HIAE/Einstein - Hospital Israelita Albert Einstein (SP) — Prova 2020

Enunciado

Uma mulher de 30 anos, passageira do banco da frente, foi vítima de colisão frontal de carro. Estava usando cinto de segurança. Chega ao pronto-socorro em condições de estabilidade ventilatória e circulatória, com Glasgow 15. O FAST (focused assessment with sonography for trauma) é negativo. Tem pequena fratura do ramo isquiático direito e discreta disjunção da sínfise púbica, vistas na radiografia de pelve. Ao urinar espontaneamente, foi observada hematúria macroscópica. A cistografia mostrou ruptura extraperitoneal da bexiga, sem envolvimento do trígono vesical. Não se diagnosticou nenhuma outra lesão.
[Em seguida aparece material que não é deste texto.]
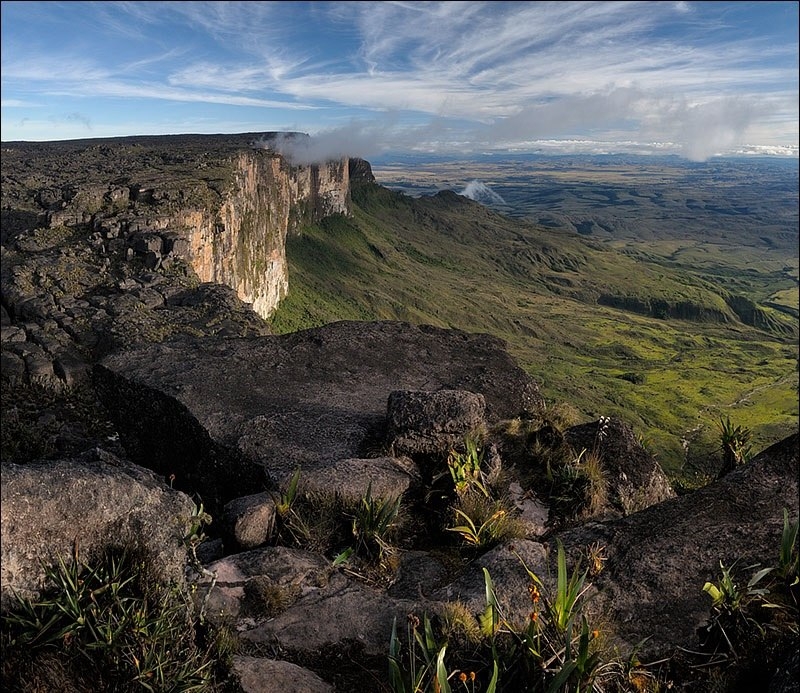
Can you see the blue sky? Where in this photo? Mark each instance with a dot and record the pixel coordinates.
(691, 78)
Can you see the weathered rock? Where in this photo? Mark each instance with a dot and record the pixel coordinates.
(506, 565)
(433, 422)
(659, 558)
(90, 503)
(253, 586)
(249, 521)
(223, 414)
(259, 675)
(349, 480)
(634, 478)
(342, 611)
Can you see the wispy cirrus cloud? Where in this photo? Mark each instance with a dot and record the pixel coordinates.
(704, 77)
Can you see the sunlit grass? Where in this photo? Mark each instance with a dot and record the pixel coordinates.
(465, 268)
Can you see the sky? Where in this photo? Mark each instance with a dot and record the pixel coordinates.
(696, 79)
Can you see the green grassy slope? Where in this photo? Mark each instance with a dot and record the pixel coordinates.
(447, 261)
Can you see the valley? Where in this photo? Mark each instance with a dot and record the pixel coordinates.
(612, 284)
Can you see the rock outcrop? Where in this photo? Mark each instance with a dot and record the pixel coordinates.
(221, 203)
(231, 417)
(139, 372)
(54, 510)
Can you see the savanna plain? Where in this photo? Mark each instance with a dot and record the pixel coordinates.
(660, 291)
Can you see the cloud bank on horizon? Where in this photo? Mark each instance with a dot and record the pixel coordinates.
(697, 79)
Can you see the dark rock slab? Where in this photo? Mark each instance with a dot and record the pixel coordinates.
(260, 675)
(229, 416)
(433, 422)
(634, 477)
(95, 501)
(658, 559)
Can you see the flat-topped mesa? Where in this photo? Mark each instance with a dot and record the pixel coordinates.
(242, 243)
(222, 203)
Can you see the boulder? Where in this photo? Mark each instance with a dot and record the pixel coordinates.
(658, 559)
(249, 521)
(433, 422)
(259, 675)
(87, 504)
(250, 587)
(229, 415)
(634, 478)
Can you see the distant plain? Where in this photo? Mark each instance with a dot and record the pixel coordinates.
(647, 229)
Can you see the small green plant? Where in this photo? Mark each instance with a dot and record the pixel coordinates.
(291, 528)
(196, 534)
(374, 518)
(425, 656)
(568, 591)
(735, 443)
(788, 557)
(111, 618)
(465, 468)
(482, 522)
(732, 606)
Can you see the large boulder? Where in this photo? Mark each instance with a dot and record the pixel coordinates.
(658, 559)
(633, 476)
(231, 416)
(433, 422)
(86, 505)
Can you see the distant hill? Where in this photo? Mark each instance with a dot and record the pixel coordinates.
(604, 329)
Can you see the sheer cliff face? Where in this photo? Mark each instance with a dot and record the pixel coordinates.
(218, 202)
(243, 243)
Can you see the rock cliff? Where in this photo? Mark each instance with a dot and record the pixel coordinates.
(223, 204)
(139, 377)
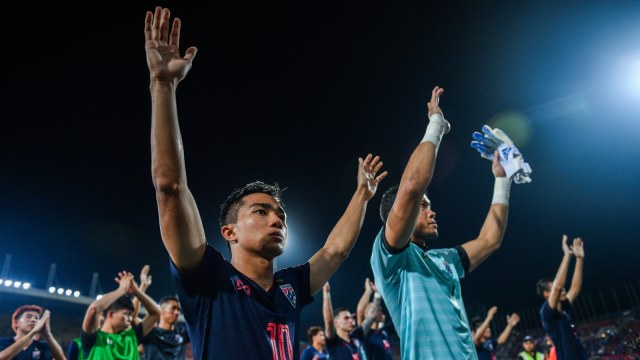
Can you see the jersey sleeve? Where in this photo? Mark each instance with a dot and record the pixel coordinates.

Tratamento, em condições ideais:

Alternativas

  1. A) Antibioticoterapia e observação.
  2. B) Cistostomia por punção.
  3. C) Sondagem vesical com Foley, por, pelo menos, 10 dias.
  4. D) Laparotomia para reparo primário da lesão de bexiga.
  5. E) Laparoscopia para reparo da lesão vesical.